The basic concept of the IPF procedure is as follows: given that the PUMS data contain a 5 percent sample of actual household microdata in a PUMA (made up of many census blocks), and given that aggregated counts of households and their characteristics are summarized at the block group geography in the SF3 data, then a set of PUMS household microdata records can be selected for a PUMA that accurately represent the characteristics of real households in the census block group. The details of the IPF procedure used in the TRANSIMS Population Generator are fully described in Beckman et al.14
The IPF procedure selects records from the 5 percent sample of households contained in the PUMS data to represent households in a particular Census block group such that, when the assignment process is complete, 100 percent of the known households in a block group are represented. People living in group quarters are not included in the TRANSIMS Population Generator process. Consequently, we used a separate procedure to handle group quarters residents; that process is described in a later section of this report.

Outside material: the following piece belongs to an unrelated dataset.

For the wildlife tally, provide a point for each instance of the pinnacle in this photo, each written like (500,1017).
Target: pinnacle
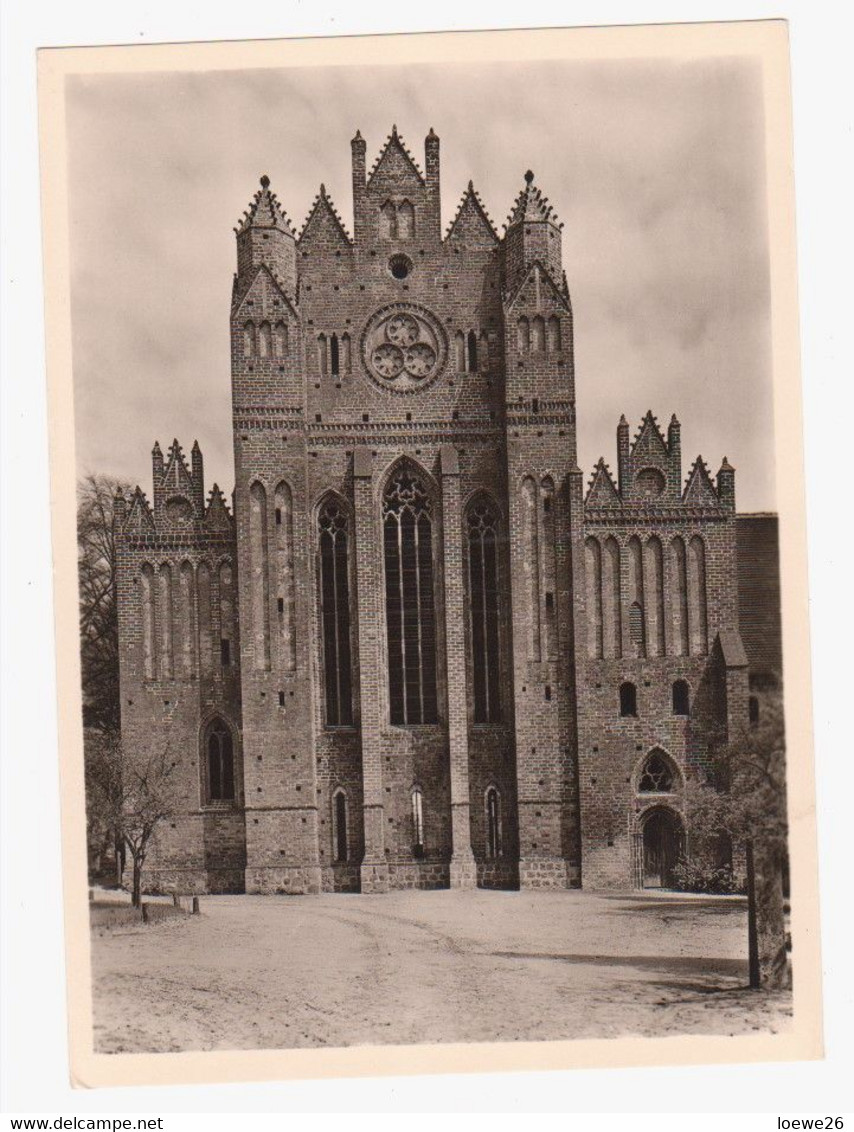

The TRANSIMS population generator program was developed to create synthetic households and associated population in major metropolitan areas (where population density is high). The synthesized database we created using the TRANSIMS population generator also includes rural areas and other areas with lower population density. Because TRANSIMS uses specific criteria to assign households to block group areas, we expect the synthetic population to have the best fit for the following population characteristics:
The IPF procedure used to generate microdata for all households attempts to select the most relevant household records from the PUMS sample to construct a set of records for 100 percent of households such that the aggregated household demographics of that 100 percent data set match the original Census block data. However, because the PUMS data are a sample of households, it is not possible to perfectly reconstruct the original Census data attributes while also honoring the actual total household population, household income, number of workers in the family, persons under age 18 years, and vehicles available in each block group.
To measure the difference between the synthesized households and the actual Census aggregated counts, we aggregated the attributes of the synthesized households for Durham County, North Carolina, summarized them by Census block group, and compared them with the original Census aggregated data for each of the 129 Census block groups in Durham County. Table 3 illustrates how the data compare at the county level. The percentage difference in total household population is 0.08 percent; the percentage difference in average household income is 1.52 percent.

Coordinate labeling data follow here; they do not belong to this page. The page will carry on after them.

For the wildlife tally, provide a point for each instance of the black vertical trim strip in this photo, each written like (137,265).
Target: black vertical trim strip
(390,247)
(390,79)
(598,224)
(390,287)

Figure 5 shows the frequency distribution of the total household population comparison, by Census block group. The sizes of synthesized household populations were within 5 percent of the sizes of the Census-reported household populations for about 81 percent (104 of 129) of the block groups
Figure 6 shows the frequency distribution of the household income comparison, by block group, based on median household income. The synthesized median household incomes were within 5 percent of the Census-reported median income for about 64 percent (82 of 129) of the block groups. For two block groups, the difference between the synthesized income and Census income was significantly greater than for the other block groups (difference greater than 75 percent). These two block groups contain the dormitories for Duke University, which the Census categorized as group quarters. Very few households that are not group quarters are located in these two block groups, and the Population Generator was not able to do as good a job selecting a set of synthetic households that match the census SF3 data as for other blocks because it considers only households when performing its selections.
Infectious disease transmission is known to occur at a higher rate in schools because of the relatively close and sustained contact between students.16 Therefore, the synthesized agent database must assign school-age individuals to schools to enable modelers to model explicitly the social contacts between agents in school settings.

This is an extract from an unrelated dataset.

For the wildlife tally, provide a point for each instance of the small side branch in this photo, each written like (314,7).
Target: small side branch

RTI used the synthesized agent database described previously, public school data from two sources, and road network information from a third source to assign synthesized school-age children to schools. The three data sources are the following:
Figure 7 illustrates the data processing steps that we used to assign school-age students to schools.
The PUMS data include a code indicating whether a child is enrolled in public school, private school, or no school. We use those codes to select only children who attend either private or public school for use in the school assignments method described below. Children who do not have a school enrollment code in the PUMS data are not assigned to any school and represent the approximately 2.2 percent of school-age children who are home-schooled.
We used different methods to assign students to public and private schools to reflect the different geographical processes inherent in enrollment decisions for public versus private schools. We determined how many students should be assigned to public or private schools in each area based on codes found in the PUMS data.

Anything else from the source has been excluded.